The Canadian province of Alberta has banned the purchase of slot machines and video lottery terminals (VLTs) from U.S.-based suppliers, citing retaliatory measures against new U.S. tariffs on Canadian goods.  

The directive, issued by the Alberta Gaming, Liquor and Cannabis Commission (AGLC) on March 6, restricts gaming equipment procurement to companies that either have support services in Alberta or are based in countries with a free trade agreement with Canada.  

The move could cost major Las Vegas-based gaming manufacturers millions of dollars in lost sales and has sparked concerns that other Canadian provinces may follow suit.  

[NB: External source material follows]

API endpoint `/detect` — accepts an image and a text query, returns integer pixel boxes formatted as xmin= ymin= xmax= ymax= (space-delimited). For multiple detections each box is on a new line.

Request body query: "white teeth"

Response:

Alberta, one of Canada’s top three gaming markets, accounts for approximately 4% of total sales by leading slot machine manufacturers including International Game Technology (IGT), Light & Wonder, Aristocrat Gaming, and Konami Gaming.  

Analysts warn that similar restrictions in other Canadian provinces, such as British Columbia and Ontario, could further impact U.S. gaming manufacturers.  

“Clearly, this directive is in response to the U.S. administration’s tariff policy, and we believe other Canadian provinces are likely to follow Alberta, negatively impacting slot vendor sales in the near term,” said Phil Bernard, an analyst at Eilers & Krejcik Gaming.

The gaming equipment sector is assessing the implications of Alberta’s decision.  

“These policy decisions and responses affect many industries beyond gaming for both the near and longer term,” said Daron Dorsey, executive director of the Association of Gaming Equipment Manufacturers (AGEM), as reported by The Nevada Independent. “Our gaming suppliers will manage and adjust to this new normal as best they can.”  

IGT, one of the world’s largest gaming suppliers, highlighted its existing presence in Canada.  

“We have more than 400 employees in Canada. We produce Canadian VLT content in Canada, and our VLT cabinets can be manufactured in locations outside of the U.S.,” said Phil O’Shaughnessy, an IGT spokesperson.  

According to the AGLC’s 2024 annual report, Alberta’s 14,400 slot machines in casinos generated CA$1.3 billion ($900 million) in revenue, while more than 6,000 lottery terminals contributed CA$557 million ($384.90 million)  

Eilers & Krejcik estimates that IGT, Light & Wonder, and Aristocrat control 83% of gaming equipment sales in Canada, with total annual sales of approximately 15,000 slot machines and VLTs nationwide.  

Confusion remains over whether the directive applies to companies headquartered outside the U.S. but with significant American operations. For instance, IGT is based in Italy but has major manufacturing in the U.S., while Australia-based Aristocrat Gaming also has U.S. production sites.  

Analysts predict Alberta may delay new game purchases for an extended period due to the less competitive nature of the Canadian gaming market compared to the U.S.  

“The policy is likely to remain in place until the U.S. and Canada are able to reach a new trade agreement,” Bernard wrote in a research note.  

The Alberta government, which also suspended the import and sale of U.S. liquor last week, has not provided a timeline for revisiting the gaming equipment directive.  

“Intergovernmental relations and agreements, including Alberta’s response to the U.S. tariffs, are the responsibility of the Alberta government,” said Lynden McBeth, an AGLC spokesperson.